Estate Matters S2 Ep6: Kim Wilkie | Landscape architecture - Design led by the land
When he’s working on a project, landscape architect Kim Wilkie is very happy if his proposals for change leave local people feeling a little bit uncomfortable.
He tells the latest episode of the Estate Matters podcast: “Unless people are slightly upset with what you’re proposing, you’re probably not taking things far enough.”
Kim, who works with landowners, architects, and designers on some of the most significant projects in the country, tells podcast host Anna Byles that landscape architecture is about taking the long view.
He says that can mean looking at a project over a 100-year time frame – or longer. “It’s the time it takes for an oak tree to mature – with the landscape, you are thinking of ice ages rather than a five-year cycle,” he says.
But he insists that gaining support from local communities for major projects that have a significant impact on the landscape is important. And that helping people to see that the landscape is always changing to accommodate new challenges can help in the process.
Kim is not a fan of computer-generated images (CGI) used too early in the consultation process and rarely uses presentation slides with captions, preferring to let images speak for themselves. He also likes to use old maps and photographs to illustrate how the landscape has been changed in the past.
Kim gained his love of landscapes growing up in several dramatically different locations, moving from the Malaysian jungle to the Iranian desert and then a smallholding in Hampshire. He studied history at Oxford University and landscape architecture at the University of California, Berkeley.
After 25 years of running his own practice, Kim now works as a strategic and conceptual landscape consultant and combines his landscape architecture with running a small farm in Hampshire.
Among the many projects he has worked on are the extension to town of Faversham, in Kent, on land owned by the Duchy of Cornwall, the formal gardens at the Victoria and Albert (V&A) Museum in London and at Shawford Park in Hampshire, as well as a number of projects overseas.
He tells Anna that far from a frustration, the time it takes for a project to reach maturity is one of joys of the work he does. “The idea of an end point is something you have to abandon quite quickly with the landscape,” he says.

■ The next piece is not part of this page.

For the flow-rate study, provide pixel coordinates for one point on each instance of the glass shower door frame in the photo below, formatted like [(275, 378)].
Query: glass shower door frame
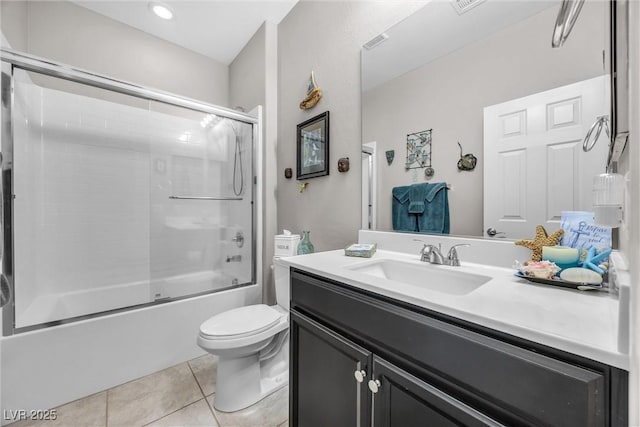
[(12, 60)]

“What I really enjoy is the first idea and watching things evolve in ways you never expected. The fluidity and flexibility of that process and never seeing an end point is particularly thrilling.”
Engaging and explaining change to communities affected by a project is essential. On one project he proposed removing trees from an area in Hampshire to recreate a water meadow and admits that, initially at least, local people “wanted my blood.”
But when he explained that the proposal was to restore a threatened landscape to provide habitat for wildflowers, the mood at the meeting he was addressing began to change. “By the end of the meeting there was an understanding it was not just about cutting down trees, it was about creating a positive landscape that was richer,” he says.
Kim believes that while a range of challenges for landowners, from mitigating the impact of climate change to tackling the UK’s housing crisis, are significant, the principles of landscape architecture remain constant - particularly when it comes to housebuilding.
“You have to fall back on certain simple principles,” he says, citing soil health, drainage, the prevailing wind direction, the profile of the land, and how new housing can fit into that topography. Issues around energy generation, the use of outside space, and the relationship between the homes and the surrounding countryside must all be considered.
But Kim warns that getting hung up on ‘building beautiful’ can be a mistake. “Building in elegant harmony with the land is most important. Respecting the land, especially the history of the place – that’s crucial.
“Sometimes those basic principles have been muddled with the aesthetics of the buildings or the aesthetics of the planting. Prettiness matters much less than the soil, the aspect, the wind, and the microclimate.
“Getting those right and making it a good place to live from all those aspects – and making it resilient - that’s what really matters. There’s a beauty and an elegance to working with the land which I think, if you get right, allows everything to fall into place.”